Chiara Bandino esplora con sensibilità l’importanza dei dettagli, dei piccoli gesti e dei cambiamenti che modellano la percezione del tempo e dello spazio. Lo spettatore è invitato a rallentare e, con uno sguardo attento, cogliere la bellezza e il significato nascosti nelle cose più semplici, per comprendere la complessità del mondo e il valore di ciò che costruiamo ogni giorno. Attraverso la sua poetica sottile e contemplativa, ci mostra il ritmo nascosto della vita, dove in ogni dettaglio è racchiuso un universo di possibilità.
Il lavoro di Francesco Biasi si configura come un percorso che intreccia immagini, materiali e installazioni per riflettere sul concetto di rifugio, offrendo una sintesi delle molteplici forme che esso può assumere. L’installazione della prima sala - otto puntelli da edilizia che sostengono un’immagine di un cane - unita alla rielaborazione di immagini prese da un archivio privato russo, diventa una riflessione stratificata sulla casa: non solo luogo fisico, ma spazio simbolico dove la memoria e il fare manuale si incontrano per costruire un racconto che appartiene a tutti.
La ricerca di Stefano Conti, invece, esplora temi legati all’archeologia, alla museologia, e al rapporto che l’essere umano ha con gli oggetti. Egli usa l’intuizione e il gesto giocoso come strumenti che gli permettono di interagire sia con l’incertezza che permea le tracce del passato, sia con quei luoghi che contengono molteplici narrazioni storiche.
La pratica di Nicolò Lucchi ha sempre messo in discussione i limiti del mezzo fotografico.

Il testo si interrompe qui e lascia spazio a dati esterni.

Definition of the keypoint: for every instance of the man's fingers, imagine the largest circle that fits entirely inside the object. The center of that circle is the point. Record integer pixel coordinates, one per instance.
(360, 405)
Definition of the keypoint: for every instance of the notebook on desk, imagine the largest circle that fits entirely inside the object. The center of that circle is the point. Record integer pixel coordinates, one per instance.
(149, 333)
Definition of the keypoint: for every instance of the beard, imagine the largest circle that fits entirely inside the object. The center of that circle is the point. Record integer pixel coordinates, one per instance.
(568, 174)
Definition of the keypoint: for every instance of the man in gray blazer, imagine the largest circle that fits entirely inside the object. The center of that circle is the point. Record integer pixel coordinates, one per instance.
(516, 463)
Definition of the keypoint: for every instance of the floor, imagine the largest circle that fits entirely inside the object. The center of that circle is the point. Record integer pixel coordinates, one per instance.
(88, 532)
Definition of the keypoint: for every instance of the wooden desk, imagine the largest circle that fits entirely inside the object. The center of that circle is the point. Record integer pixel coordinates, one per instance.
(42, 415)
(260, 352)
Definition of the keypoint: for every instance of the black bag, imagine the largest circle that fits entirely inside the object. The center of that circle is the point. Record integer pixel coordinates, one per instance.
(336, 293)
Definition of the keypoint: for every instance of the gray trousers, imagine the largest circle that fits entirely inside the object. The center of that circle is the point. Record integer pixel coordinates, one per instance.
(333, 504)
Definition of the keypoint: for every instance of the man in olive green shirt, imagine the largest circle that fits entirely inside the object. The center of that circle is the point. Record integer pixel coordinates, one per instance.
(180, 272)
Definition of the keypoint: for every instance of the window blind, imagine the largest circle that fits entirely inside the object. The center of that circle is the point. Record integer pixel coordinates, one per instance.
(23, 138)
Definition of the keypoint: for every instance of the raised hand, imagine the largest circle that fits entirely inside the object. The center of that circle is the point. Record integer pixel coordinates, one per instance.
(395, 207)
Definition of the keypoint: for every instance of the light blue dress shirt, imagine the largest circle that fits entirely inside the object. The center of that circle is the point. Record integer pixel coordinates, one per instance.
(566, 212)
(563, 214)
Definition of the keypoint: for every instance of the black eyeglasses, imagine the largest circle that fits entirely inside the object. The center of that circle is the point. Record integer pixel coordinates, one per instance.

In particolare, il desiderio di superare i confini e gli aspetti tangibili della macchina fotografica lo spingono a esplorare la relazione tra immagini e tempo: un’indagine, che nei suoi ultimi lavori si estende alla memoria personale e al paesaggio che lo circonda, sviluppata attraverso la sperimentazione con nuovi materiali di stampa. Nelle sue opere, la fotografia diventa uno strumento per smontare la realtà e ricomporla, attribuendole nuovi significati.
Di memorie tratta, infine, la rivisitazione dell’archivio personale di Gloria Pasotti: immagini, testi e disegni si trasferiscono dalle pagine del suo diario e delle sue zine cartacee a nuovi supporti fotografici e non fotografici. La sua pratica mette in scena un immaginario romantico, fisico e stratificato, con uno sguardo enigmatico e sentimentale sulle relazioni affettive e sul paesaggio naturale. Una costellazione di visioni senza tempo né spazio, che rappresentano la necessità di riconoscere nell’altro un segno tangibile della nostra esistenza.